Morreu o jornalista que eternizou a pergunta ‘Onde estavas no 25 de Abril?’

Armando Baptista-Bastos morreu ontem aos 83 anos no Hospital de Santa Maria, onde esteve internado nas últimas semanas.

Era uma das figuras míticas retratadas pelo humorista Herman José. Jornalista há mais de 60 anos, cronista e escritor, Armando Baptista-Bastos morreu ontem, em Lisboa, aos 83 anos, depois de ter estado internado várias semanas no serviço de Pneumologia do Hospital de Santa Maria. Estava a trabalhar nas suas memórias, revelou ao “Público” Marcelo Teixeira, o seu editor na Oficina do Livro e nas Edições Parsifal.

Assumia-se como “brigão” e “respingão”, não tendo qualquer arrependimento sobre isso, de acordo com a sua última entrevista ao “Jornal de Negócios”, com data de 14 de fevereiro de 2014, onde foi cronista. De acordo com o mesmo jornal, a sua relação com o dinheiro era despegada, admitindo não ter noção do seu valor.

Jornalista desde os 19 anos, é longa a lista de jornais, muitos deles já extintos, por onde passou Baptista-Bastos, que nasceu em Lisboa, em 1934. Estudou na Escola de Artes Decorativas António Arroio e no Liceu Francês, e publicou o seu primeiro romance, “O Secreto Adeus”, em 1963.

Trabalhou nos jornais diários já extintos “República”, “O Século” e “Diário Popular”, onde na década de 1960 manteve a rubrica semanal “Letra de Repórter”. Foi ainda fundador do semanário “O Ponto”, no qual “realizou uma série de 80 entrevistas que assinalaram uma renovação naquele género jornalístico e marcaram a época”, segundo a biografia disponível do “Jornal de Negócios,” onde o texto mais recente que assinou como cronista data de 3 de março.

Trabalhou mais de 40 anos no “Diário de Notícias” e, posteriormente, passou pela Rádio Televisão Portuguesa (RTP), pelo Rádio Clube Português, pela Rádio Comercial e pela RDP-Antena 1.
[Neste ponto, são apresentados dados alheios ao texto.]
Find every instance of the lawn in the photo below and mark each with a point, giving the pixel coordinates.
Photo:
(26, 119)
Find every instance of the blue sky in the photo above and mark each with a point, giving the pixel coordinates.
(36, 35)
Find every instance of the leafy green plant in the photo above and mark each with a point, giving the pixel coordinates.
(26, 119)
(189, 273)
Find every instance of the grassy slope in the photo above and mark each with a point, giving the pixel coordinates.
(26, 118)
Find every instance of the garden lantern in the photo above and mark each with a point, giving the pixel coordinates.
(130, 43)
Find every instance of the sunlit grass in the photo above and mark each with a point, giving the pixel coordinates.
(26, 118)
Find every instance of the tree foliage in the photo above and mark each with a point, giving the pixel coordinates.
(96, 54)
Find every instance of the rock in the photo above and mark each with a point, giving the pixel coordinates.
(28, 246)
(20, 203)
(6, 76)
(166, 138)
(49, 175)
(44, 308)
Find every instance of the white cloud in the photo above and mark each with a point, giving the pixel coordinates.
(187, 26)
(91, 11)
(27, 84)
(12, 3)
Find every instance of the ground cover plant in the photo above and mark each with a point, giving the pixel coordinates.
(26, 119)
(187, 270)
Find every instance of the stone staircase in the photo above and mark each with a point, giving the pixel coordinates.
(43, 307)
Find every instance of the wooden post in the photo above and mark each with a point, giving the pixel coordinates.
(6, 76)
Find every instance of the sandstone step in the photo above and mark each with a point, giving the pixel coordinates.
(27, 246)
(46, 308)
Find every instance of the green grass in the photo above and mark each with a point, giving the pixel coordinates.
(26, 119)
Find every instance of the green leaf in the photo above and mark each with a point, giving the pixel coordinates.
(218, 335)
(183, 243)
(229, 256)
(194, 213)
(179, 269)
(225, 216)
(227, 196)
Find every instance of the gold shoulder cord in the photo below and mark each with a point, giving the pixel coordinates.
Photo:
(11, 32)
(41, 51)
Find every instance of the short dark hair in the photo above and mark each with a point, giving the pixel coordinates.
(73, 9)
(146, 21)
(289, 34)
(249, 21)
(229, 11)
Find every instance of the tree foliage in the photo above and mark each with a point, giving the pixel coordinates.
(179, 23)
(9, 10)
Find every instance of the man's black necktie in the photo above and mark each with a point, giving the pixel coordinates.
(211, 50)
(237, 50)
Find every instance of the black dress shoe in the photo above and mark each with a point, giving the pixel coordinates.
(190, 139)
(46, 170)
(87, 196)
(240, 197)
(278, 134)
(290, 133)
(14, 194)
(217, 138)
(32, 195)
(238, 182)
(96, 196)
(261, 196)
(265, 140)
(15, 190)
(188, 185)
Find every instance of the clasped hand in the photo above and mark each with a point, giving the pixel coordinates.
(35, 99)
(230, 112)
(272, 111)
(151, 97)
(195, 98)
Na SIC foi autor do programa “Conversas Secretas com Baptista-Bastos”, tendo entrevistado vários convidados a quem perguntou “onde estava no 25 de Abril?”. Foi esta a base para a personagem criada por Herman José, Artista Bastos, que fazia parte do programa de humor “Herman Enciclopédia” nos anos 90.

Estreou-se editorialmente com o ensaio “O Cinema na Polémica do Tempo” (1959), a que se seguiu outro ensaio, “O Filme e o Realismo” (1962). É autor de mais de duas dezenas de livros. Entre os mais recentes cite-se “A Bolsa da Avó Palhaça”, o livro de crónicas “A Cara da Gente” e “As Bicicletas em Setembro”.

Ao longo da sua carreira como autor conquistou vários prémios, entre os quais o Prémio Literário Município de Lisboa, em 1987, pelo romance “A Colina de Cristal”, que lhe valeu também o Prémio P.E.N. Clube Português de Ficção, no ano seguinte.

Em 2002 recebeu o Prémio da Crítica do Centro Português da Associação Internacional de Críticos Literários pela obra “No Interior da Tua Ausência” e, um ano mais tarde, venceu o Grande Prémio de Crónica da Associação Portuguesa de Escritores pelo livro “Lisboa Contada pelos Dedos”.

Nos últimos anos foi crítico do jornalismo, destacando a falta de espaço para os cronistas na comunicação social. “A crónica, que é um compromisso entre a notícia e o conto e um produto de altíssima expressão literária, típico da imprensa escrita, está hoje arredada dos jornais”, disse à Lusa.

Para o jornalista e escritor Mário Zambujal, seu amigo há mais de 50 anos, Baptista-Bastos foi “um brilhante polemista, um homem acentuadamente de esquerda” e “um combatente”, além de “um grande prosador e escritor de muita qualidade”.